Cytolytic activity of immunomagnetically-purified pulmonary CD8 T cells was tested in a standard 4 h [51Cr]-release assay performed with 1000 [51Cr]-labeled target cells per assay culture at the E∶T ratios indicated. Target cells were EL-4 (H-2b) lymphoma cells exogenously loaded with synthetic mCMV peptides at optimized concentrations. For each E∶T ratio, the “low controls” of [51Cr]-release were determined with EL-4 cells not loaded with antigenic peptide. Data thus represent the percentage of epitope-specific lysis and are given as the mean value for triplicate cultures.
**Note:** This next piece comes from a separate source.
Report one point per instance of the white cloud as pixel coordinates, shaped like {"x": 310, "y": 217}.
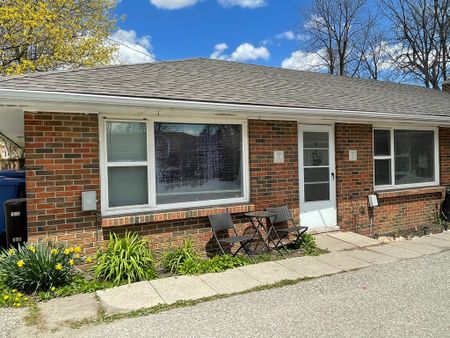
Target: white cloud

Immunohistological analyses

Pulmonary T cell-infiltrates in situ were visualized by black staining of cells expressing CD3ε in 2-µm lung tissue sections using the peroxidase-diaminobenzidine (DAB)-nickel method described in great detail previously [81]. For determining absolute numbers of CD3ε+ cells per lung, numbers counted for representative 10-mm2 areas of sections were extrapolated to the whole lung using the multiplication factor V/v×d/D with V = volume of a paraffin-embedded lung (0.135 cm3), v = volume of counted section area (10 mm2×0.002 mm), d = thickness of section (0.002 mm), and D = diameter of a T cell (0.01 mm) [11].
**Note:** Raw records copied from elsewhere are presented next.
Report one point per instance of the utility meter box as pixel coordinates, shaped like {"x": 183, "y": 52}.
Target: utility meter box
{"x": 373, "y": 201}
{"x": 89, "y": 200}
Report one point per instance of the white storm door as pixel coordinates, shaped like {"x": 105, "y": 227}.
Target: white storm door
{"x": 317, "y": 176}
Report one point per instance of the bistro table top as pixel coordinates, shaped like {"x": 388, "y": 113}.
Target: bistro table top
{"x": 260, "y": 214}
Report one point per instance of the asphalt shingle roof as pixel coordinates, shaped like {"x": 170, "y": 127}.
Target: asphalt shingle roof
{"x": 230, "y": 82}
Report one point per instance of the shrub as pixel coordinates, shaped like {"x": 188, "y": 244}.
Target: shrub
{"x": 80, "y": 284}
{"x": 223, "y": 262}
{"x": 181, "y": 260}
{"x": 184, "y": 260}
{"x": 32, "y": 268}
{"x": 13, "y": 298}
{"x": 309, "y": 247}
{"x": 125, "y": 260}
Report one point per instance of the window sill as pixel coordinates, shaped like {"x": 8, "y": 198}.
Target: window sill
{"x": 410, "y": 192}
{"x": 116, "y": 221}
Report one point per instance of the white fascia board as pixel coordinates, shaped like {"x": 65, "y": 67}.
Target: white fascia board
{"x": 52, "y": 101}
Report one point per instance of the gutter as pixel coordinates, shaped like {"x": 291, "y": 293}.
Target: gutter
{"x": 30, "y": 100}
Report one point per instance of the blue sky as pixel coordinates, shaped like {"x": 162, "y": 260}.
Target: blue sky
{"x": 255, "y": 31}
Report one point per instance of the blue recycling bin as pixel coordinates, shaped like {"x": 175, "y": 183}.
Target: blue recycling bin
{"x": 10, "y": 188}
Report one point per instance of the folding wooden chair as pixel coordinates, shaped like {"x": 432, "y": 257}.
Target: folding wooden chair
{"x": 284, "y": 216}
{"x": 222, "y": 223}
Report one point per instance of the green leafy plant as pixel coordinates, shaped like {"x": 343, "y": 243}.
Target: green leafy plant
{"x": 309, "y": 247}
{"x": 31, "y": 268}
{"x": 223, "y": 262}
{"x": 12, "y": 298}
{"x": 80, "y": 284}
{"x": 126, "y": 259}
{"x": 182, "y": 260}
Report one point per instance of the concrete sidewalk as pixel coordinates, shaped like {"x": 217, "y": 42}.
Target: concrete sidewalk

Two-color contextual immunohistological detection of CD3ε+ T cells (red staining) and infected cells expressing the intranuclear viral protein IE1 (black staining) was performed essentially as described by us in a methods book contribution [81], except that colors are inverted by using ABC-peroxidase DAB-nickel staining for IE1 and an indirect staining of CD3ε, using alkaline phosphatase (AP)-conjugated anti-rat IgG and Fuchsin as substrate.
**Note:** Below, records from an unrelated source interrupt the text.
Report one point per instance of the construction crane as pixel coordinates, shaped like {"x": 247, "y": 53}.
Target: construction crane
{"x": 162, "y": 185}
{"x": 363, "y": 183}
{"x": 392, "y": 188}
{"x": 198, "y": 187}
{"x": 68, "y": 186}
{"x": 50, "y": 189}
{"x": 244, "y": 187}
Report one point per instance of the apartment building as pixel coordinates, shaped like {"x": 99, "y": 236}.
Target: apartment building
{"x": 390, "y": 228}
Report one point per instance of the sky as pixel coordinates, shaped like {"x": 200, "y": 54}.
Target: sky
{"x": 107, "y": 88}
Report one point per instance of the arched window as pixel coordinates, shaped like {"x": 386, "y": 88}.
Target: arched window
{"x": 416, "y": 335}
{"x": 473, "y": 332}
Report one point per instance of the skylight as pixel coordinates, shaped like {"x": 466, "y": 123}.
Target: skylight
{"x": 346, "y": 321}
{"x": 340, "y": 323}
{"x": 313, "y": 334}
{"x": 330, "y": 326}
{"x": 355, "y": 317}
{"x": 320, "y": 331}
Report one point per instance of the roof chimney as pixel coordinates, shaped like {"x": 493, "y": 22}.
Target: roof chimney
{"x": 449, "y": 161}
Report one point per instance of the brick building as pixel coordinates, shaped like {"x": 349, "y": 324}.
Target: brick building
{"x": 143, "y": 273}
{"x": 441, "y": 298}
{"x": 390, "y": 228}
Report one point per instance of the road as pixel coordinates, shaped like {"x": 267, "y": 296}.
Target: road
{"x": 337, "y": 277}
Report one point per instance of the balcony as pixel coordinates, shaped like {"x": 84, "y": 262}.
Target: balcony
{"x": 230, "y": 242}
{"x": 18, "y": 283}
Two-color immunohistological localization of CD31/PECAM-1+ endothelial cells and CD3+ T cells was started with a rat monoclonal antibody directed against murine CD31 (clone SZ31; catalog no. DIA-310), DIANOVA, Hamburg, Germany) as the first antibody, followed by biotin-conjugated polyclonal anti-rat Ig antibody (catalog. no. 554014, BD Biosciences) and the peroxidase-coupled avidin biotin complex (Vectastain Elite ABC Kit, catalog. no. PK-6100, Vector Laboratories, Peterborough, UK). As substrate, 3,3′-diaminobenzidine tetrahydrochloride (catalog no. D-5637, Sigma-Aldrich) was used, followed by color-enhancement with ammonium-nickelsulphate-hexahydrate (catalog. no. 09885, Sigma-Aldrich) for black staining of the endothelial cells. In a second round, CD3+ T cells were labeled with a rat monoclonal antibody directed against CD3ε (clone CD3-12; catalog. no. SM1754P, acris antibodies, Hiddenhausen, Germany), followed by the biotin-conjugated antibody and the peroxidase-coupled avidin biotin complex as above. To prevent cross-binding of the secondary antibody in the second round to cells stained already in the first round, digestion with trypsin was included in between both rounds. Finally, turquoise-green staining of CD3+ cells was achieved by using the HRP-Green Solution Set (catalog no. S-99055-103, 42 life sciences, Bremerhafen, Germany). Throughout, light counterstaining was performed with hematoxylin.

Statistical analysis

In assays for which data are known to be normally (cell numbers and percentages, chemokine concentrations) or log-normally (virus titers) distributed, P values were calculated for the linear or the log-transformed data sets, respectively, by unpaired two-tailed Student's t test with Welch's correction not assuming equal variance. Differences are considered significant if P<0.05 and highly significant if P<0.01.